IV. Effectiveness of Sterilization: Hysteroscopic versus Laparoscopic/ Minilaparotomy

Laparoscopy gained wide spread acceptance in the United States in the early 1970’s. By 1973 more sterilization operations were performed for women than for men due to the dramatic decrease in cost, hospital time and pain after the introduction of laparoscopy and minilaparotomy methods. The use of laparoscopy for tubal occlusion increased from only 0.6% of sterilizations in 1970 to more then 35% in 1975. 13 Laparoscopic and minilaparotomy sterilizations were not only convenient but also highly effective methods of preventing pregnancy and replaced the older, complex procedures. Hospitalization is not required, most patients return home within a few hours, and the majority of women return to full activity within a few days. The discomfort is minimal, the incision scars barely visible and sexual activity need not be restricted. In addition, the surgeon has the opportunity to inspect pelvic and abdominal organs for abnormalities.

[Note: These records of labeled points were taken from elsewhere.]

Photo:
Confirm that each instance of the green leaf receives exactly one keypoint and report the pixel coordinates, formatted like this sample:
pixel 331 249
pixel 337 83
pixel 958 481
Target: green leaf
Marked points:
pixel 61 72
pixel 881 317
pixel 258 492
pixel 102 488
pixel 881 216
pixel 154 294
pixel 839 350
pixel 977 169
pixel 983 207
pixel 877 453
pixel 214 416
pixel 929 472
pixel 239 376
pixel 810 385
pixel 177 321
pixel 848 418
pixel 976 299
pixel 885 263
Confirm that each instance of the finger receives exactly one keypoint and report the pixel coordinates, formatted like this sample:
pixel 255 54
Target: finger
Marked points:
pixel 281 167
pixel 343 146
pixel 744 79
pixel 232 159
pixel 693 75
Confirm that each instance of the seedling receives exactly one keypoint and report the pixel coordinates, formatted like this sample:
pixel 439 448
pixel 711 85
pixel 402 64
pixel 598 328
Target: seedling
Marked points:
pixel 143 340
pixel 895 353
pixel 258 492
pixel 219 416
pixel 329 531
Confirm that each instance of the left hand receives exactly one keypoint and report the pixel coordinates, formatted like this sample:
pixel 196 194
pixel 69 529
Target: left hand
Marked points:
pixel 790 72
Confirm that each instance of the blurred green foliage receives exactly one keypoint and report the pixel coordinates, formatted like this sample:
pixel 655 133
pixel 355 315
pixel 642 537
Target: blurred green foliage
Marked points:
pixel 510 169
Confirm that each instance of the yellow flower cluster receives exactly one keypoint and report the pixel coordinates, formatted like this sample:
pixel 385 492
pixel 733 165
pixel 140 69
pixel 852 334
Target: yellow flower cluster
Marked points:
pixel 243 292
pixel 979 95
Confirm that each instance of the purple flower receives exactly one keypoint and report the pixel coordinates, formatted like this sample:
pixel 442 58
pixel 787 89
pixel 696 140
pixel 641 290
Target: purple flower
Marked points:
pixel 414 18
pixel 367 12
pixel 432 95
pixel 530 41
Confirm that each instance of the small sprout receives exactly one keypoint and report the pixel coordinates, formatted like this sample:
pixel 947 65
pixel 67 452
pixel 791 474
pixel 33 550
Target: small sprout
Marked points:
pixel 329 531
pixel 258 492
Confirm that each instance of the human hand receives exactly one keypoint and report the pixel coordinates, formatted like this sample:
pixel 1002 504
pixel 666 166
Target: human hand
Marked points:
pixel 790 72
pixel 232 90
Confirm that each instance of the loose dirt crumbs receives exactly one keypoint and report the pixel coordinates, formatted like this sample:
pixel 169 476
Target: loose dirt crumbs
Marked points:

However the disadvantages of laparoscopic sterilization include: the cost, the expensive and fragile equipment, special training requirements, risk of inadvertent bowel and vessel injury, and the need for general anesthesia (in most instances). It is now apparent that the long term failure rates for all methods of laparoscopic sterilization are higher than previous estimates. Overall 1.85% of sterilized American women experience a failure within 10 years. 11-12 As much as one third of these failures are ectopic pregnancies. In 2002, in the United States female sterilization was used by 10.3 million women and was second only to oral contraceptive users of 11.6 million women. 14 Although female sterilization by laparoscopy/minilaparotomy is effective it is associated with significant risks of major complications. As published by Jamieson et al., tubal sterilization performed via laparoscopy is associated with a 1.6% major complication rate, and Layde et al, reported 5.7% major complication rate when tubal sterilization is performed via laparotomy. 15-16 Additionally, performing laparoscopy for sterilization under local anesthesia increased the risk of complications five-fold as reported by Destefano et al. 17 The vast majority of the major complications through laparoscopy/ minilaparotomy are created by the incision, blind insertion of laparoscopic instruments and the use of general anesthesia. It was only a question of time until improvements in female sterilization came about as it affects such a huge proportion of women.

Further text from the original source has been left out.